Corporate credit cards
A business credit card works more or less like a personal credit card. It’s a revolving loan with a set limit. It’s usually easier to qualify for a business credit card than a business loan, assuming your company’s credit is pretty good. Unlike business lines of credit, you usually don’t have to reapply for a credit card every year. Credit cards make it easy to keep your business expenses separate from your personal expenses, if you’re disciplined about using your business card only for business spending. The incentives offered by credit card companies – free flights, cash-back discounts – can be useful for small businesses. And a credit card, used wisely, can help manage cash flow.
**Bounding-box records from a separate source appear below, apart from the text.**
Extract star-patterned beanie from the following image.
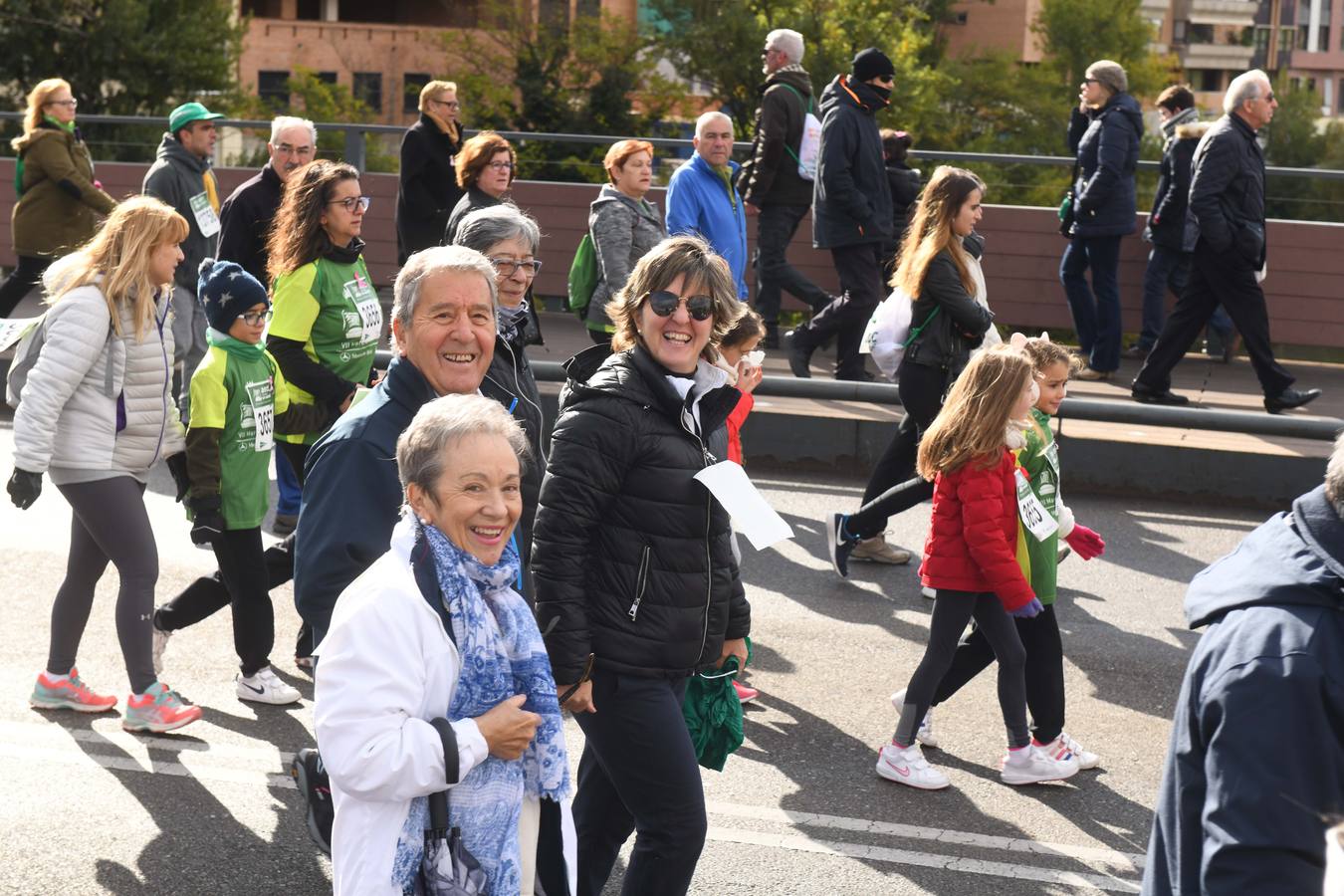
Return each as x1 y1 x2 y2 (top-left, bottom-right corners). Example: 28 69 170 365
196 258 270 334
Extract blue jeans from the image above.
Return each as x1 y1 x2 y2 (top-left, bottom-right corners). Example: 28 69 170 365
1059 236 1121 373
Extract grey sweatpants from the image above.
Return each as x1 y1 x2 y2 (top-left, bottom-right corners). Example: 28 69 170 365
47 476 158 693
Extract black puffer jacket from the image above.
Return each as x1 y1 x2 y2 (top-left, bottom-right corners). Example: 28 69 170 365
533 345 752 684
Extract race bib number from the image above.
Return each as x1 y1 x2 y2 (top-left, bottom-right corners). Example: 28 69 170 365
187 193 219 236
1013 469 1059 542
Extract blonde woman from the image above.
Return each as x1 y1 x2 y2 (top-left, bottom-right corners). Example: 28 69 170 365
8 196 200 732
0 78 116 317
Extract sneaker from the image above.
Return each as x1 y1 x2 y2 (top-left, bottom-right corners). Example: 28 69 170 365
121 681 200 735
891 688 938 749
28 668 116 712
289 747 336 856
1032 731 1101 770
235 666 304 707
826 513 859 579
999 745 1078 785
733 678 761 703
878 743 952 789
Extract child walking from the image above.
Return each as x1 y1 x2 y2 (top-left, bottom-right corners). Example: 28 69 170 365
878 345 1078 789
891 334 1106 769
153 258 331 704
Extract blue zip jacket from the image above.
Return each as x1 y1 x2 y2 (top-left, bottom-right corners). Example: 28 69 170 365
668 153 748 300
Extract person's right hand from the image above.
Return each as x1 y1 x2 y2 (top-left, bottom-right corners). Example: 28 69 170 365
476 693 542 759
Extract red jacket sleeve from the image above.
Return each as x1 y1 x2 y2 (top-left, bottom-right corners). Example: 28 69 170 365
957 455 1036 611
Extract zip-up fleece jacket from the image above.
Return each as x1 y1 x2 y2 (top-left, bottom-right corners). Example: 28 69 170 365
668 153 748 299
533 345 752 684
14 281 187 482
141 134 219 296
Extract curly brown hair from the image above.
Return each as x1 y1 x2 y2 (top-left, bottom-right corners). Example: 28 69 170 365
266 158 358 282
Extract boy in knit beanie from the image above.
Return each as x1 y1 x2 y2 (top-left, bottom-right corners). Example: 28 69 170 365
153 258 334 704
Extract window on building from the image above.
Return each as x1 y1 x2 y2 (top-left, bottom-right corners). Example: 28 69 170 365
352 72 383 112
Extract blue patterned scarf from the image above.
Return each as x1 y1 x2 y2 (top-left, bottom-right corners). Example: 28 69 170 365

However, the interest rate on a credit cards is usually higher than available rates for lines of credit or small business loans. The loan limit is lower. Business credit cards can be lost or abused by unscrupulous employees. And, most of the time, your bank will put you personally on the hook for repayment if you’re company can’t pay the bill – there’s no limited liability for a corporate credit card.
Line of credit
This type of loan is designed to finance short-term working capital needs – inventory purchases or operating expenses. You wouldn’t use this kind of loan for big purchases. But businesses with choppy sales patterns – big gains during the holidays and weak sales in the summer, for example – tend to want lines of credit to smooth out their operating finances. You generally need to be a profitable business that can demonstrate positive cash flow to receive a line of credit loan. The application process takes longer and requires more documentation than that for a corporate credit card, but the interest rate is lower and the amount available to borrow is usually much higher. The interest rate is fixed, unlike a credit card.
Small business loan
These loans are often larger than line of credit borrowings, and require at least as much documentation.